Why I Collect Vintage Computers

The C64 is the centerpiece of my collection. Not because it's the rarest machine or the most powerful — because it's the one that makes you feel something.

I have a Commodore 64.

Most people my age who grew up around computers have a story about a C64, an Apple II, a TRS-80, something. Mine starts with a neighbor’s house, a cartridge game, and the realization that a machine could do things I didn’t understand yet. That gap between what I saw and what I knew — that’s what got me.

I’ve spent thirty years closing that gap professionally. C#, SQL, .NET, business software. I know exactly what’s happening when a line of code runs. The mystery is mostly gone, which is fine. That’s what mastery looks like.

But the C64 puts the mystery back.

6502 assembly

Modern programming is layers. You write in a language that compiles to bytecode or machine code, runs on an OS that manages memory and processes, on hardware that abstracts its own complexity. You rarely see the bottom.

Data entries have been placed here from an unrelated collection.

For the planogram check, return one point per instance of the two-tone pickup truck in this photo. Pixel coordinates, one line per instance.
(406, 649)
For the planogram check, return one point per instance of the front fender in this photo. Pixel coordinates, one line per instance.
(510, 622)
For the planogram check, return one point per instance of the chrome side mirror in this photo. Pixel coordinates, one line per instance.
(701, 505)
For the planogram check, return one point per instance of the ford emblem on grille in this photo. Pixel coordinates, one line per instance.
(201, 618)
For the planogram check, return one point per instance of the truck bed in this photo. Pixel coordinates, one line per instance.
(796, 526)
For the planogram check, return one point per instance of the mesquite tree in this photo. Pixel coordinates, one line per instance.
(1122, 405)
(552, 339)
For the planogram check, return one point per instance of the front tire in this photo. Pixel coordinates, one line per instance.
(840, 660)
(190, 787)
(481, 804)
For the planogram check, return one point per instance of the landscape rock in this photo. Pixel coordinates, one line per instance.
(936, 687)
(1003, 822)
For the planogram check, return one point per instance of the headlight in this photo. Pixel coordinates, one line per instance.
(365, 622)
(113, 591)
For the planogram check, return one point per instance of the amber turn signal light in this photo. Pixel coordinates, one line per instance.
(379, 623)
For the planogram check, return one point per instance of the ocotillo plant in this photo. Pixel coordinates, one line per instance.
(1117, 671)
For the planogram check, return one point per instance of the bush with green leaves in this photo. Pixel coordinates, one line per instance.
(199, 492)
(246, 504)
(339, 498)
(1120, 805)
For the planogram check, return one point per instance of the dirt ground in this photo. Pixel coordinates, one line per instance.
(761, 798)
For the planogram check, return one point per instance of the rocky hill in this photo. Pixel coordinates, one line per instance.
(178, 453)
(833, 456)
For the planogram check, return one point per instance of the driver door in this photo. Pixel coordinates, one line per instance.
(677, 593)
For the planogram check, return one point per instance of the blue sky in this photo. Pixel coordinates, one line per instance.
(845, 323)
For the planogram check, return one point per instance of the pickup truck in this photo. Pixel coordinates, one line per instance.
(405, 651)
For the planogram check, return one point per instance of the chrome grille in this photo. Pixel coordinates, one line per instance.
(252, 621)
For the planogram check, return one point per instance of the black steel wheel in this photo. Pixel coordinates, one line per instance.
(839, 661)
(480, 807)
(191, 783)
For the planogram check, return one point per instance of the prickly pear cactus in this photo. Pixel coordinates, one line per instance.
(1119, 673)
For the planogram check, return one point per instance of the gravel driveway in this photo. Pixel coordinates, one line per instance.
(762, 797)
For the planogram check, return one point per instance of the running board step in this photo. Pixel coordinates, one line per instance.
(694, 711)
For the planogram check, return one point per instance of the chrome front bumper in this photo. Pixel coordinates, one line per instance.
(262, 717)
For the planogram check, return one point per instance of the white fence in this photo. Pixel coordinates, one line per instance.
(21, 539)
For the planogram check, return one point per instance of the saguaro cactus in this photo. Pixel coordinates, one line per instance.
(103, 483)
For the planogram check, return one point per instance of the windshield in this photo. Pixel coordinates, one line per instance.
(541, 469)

On the C64 you are at the bottom. There is no OS in the modern sense. There is BASIC in ROM and the bare metal beneath it. When you write 6502 assembly, you are talking directly to the processor. Load a value into register A. Store it at memory address $D020. The border color changes. That’s it. That’s the whole chain.

I’m learning this slowly. I have two projects going — a BASIC interpreter written in assembly (modbasic) and a full-screen text editor (ed64). Neither is finished. Both are teaching me more about how computers work than thirty years of professional software development did.

The machines

There’s something about the physical objects too. The C64 keyboard has a feel that no modern keyboard does. The SID chip — the sound hardware — was designed by Bob Yannes and it still sounds better than most synthesizers made today. These machines were engineered by people who cared.

I’m not precious about it. I use the machines, I modify them when needed, I don’t keep them behind glass. But I do think the craftsmanship of that era was real in a way that’s harder to find now.

What this section will become

Right now I have one machine. The collection will grow. Each machine will get its own page — how I acquired it, what condition it was in, what I’ve done with it.

The 6502 projects will get their own documentation as they become worth showing. I’m not there yet. But the gap is still there, and I’m still closing it.